For me, one of the hardest parts of teaching was the constant deluge of unexpected crises that prevented me from making progress on my true goals. Think about these three types of situations:
- Urgent: something that is immediately pressing
- Important: something that has long term consequences
- Urgent and Important: A pressing need that also has long term consequences.
This idea comes from Dwight Eisenhower who (supposedly) said:
What is important is seldom urgent, and what is urgent is seldom important.
I think this distinction is pretty darn (yes) important, especially if you’re feeling burnt out (and what teacher isn’t teetering on burnout?). We have to learn to fight for what’s important to us and be confident enough to ignore what’s merely urgent to others.
Here’s what urgent situations look like:
- Your administrator suddenly needs a form returned right now.
- An angry parent arrives unexpectedly at lunch to discuss a homework assignment.
- The class phone rings: another teacher wants to talk about how your student broke some rule at recess.
- Another teacher calls (during class!) and needs their printer working immediately (I got these calls happened all of the time!).
- An email appears from a boss, asking for help with something ASAP.
Urgent situations push their way to the front because they are loud and their consequences seem immediate. They tend to be emotional issues. And, importantly, they are often another person’s needs… not your own.
Urgent demands are frustrating. They’re out of your control, they’re interruptions, and they ask you to react without taking time to plan or think. Lots of urgent demands blow us around like leaves and disrupt our plans.
If I’m feeling overwhelmed/burnt out/stressed, it’s almost certainly because of urgent tasks. I’ve learned that I have to put the urgent to the side or I’ll never get anything meaningful done.
This means being ok with saying no, asking folks to come back later, or simply ignoring things. And that means irritating some people (but folks with lots of urgent demands are also usually irritating people, so 🤷♂️).
Here’s what important (but not urgent) situations look like:
- Reading the teaching book that’s been sitting on your shelf.
- Observing your colleagues teach and meeting afterward to get better together.
- Eating a relaxed lunch.
- Actually planning out a cross-curricular unit that will connect your science and social studies content.
- Reading a chapter from a novel out loud to your class after lunch every day.
Gosh, those sound nice!
Why? They are important! These have positive long-term consequences. They’re the things we know we should do. But they are also humble needs. If you don’t stand up for them, important tasks quietly stand aside and make way for the louder, attention-demanding urgent situations.
Important needs become the things that (for many of us), just… never get done. They sit on the “to do” pile for, literally, years.
Ignoring the Urgent, Even When It’s On Fire
We must actively fight for the important because the urgent will never relent. There’s always another angry problem rearing its head, preventing you from doing what really matters.

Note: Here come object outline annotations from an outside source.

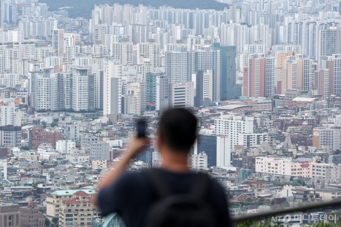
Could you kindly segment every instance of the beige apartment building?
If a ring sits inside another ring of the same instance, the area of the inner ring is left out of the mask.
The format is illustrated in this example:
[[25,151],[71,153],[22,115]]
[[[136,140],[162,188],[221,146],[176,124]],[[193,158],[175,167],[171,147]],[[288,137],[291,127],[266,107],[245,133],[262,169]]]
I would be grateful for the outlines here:
[[[72,198],[73,196],[78,192],[84,192],[89,196],[94,198],[96,192],[94,190],[56,190],[47,195],[46,197],[46,214],[48,217],[53,218],[59,216],[59,210],[62,207],[63,201]],[[2,226],[0,226],[2,227]]]
[[0,227],[20,226],[20,215],[18,205],[0,204]]
[[99,209],[92,195],[78,191],[62,202],[59,209],[59,227],[91,227],[92,217],[99,216]]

Consider firefighters arriving on the scene. Yes, there’s a pretty darn urgent situation in front of them. But I’ll bet that they don’t just start shooting water on whatever flame looks hottest. I bet they take a moment to do nothing but observe. They need a plan. They need to figure out what’s important in this situation, not merely urgent.
If a firefighter can ignore a fire in order to do their job better, we can ignore our own urgent problems until the time is right!
To Those Who Focus On The Important
Thinking back, the teachers at my school who walked this walk were also the ones that I naturally respected the most. They ignored the urgent and focused on the important. They were never involved in lunchroom teacher drama (they rarely even ate lunch in the lunchroom!). They didn’t get obsessed with the latest district initiative. They weren’t on a bunch of committees. They were almost invisible.
And yet, and yet, I’d walk into their classrooms and… wow! All of that energy I was using up by spinning my wheels, they were putting into instruction!
As with Bruce Lee’s “be like water” philosophy, these teachers would quickly return to their natural state after a disturbance. They knew that the current urgency would pass, just as it always had before. As a result, they were pushing forward on important ideas with much more consistency than me
Do you know these folks at your own school? They’re worth paying attention to, even though they don’t call much attention to themselves.
Make Some Lists
At the end of the day, I try to always write down what I did that day. This brings a whole lot of clarity. Often, I struggle to even remember what I did that day. That’s a bad sign! Or if my list is just “I did email,” then I probably need to re-evaluate.
Another tip which I’ve found helpful: make a “To Don’t” list. That’s a list of the things you’ve actively stopped doing.
And, of course, it helps to write down your important goals and break them down into manageable chunks. Then I know what I should be doing.
So… what have you wanted to get done for, say, the past three years and haven’t made any progress on? Let’s change that!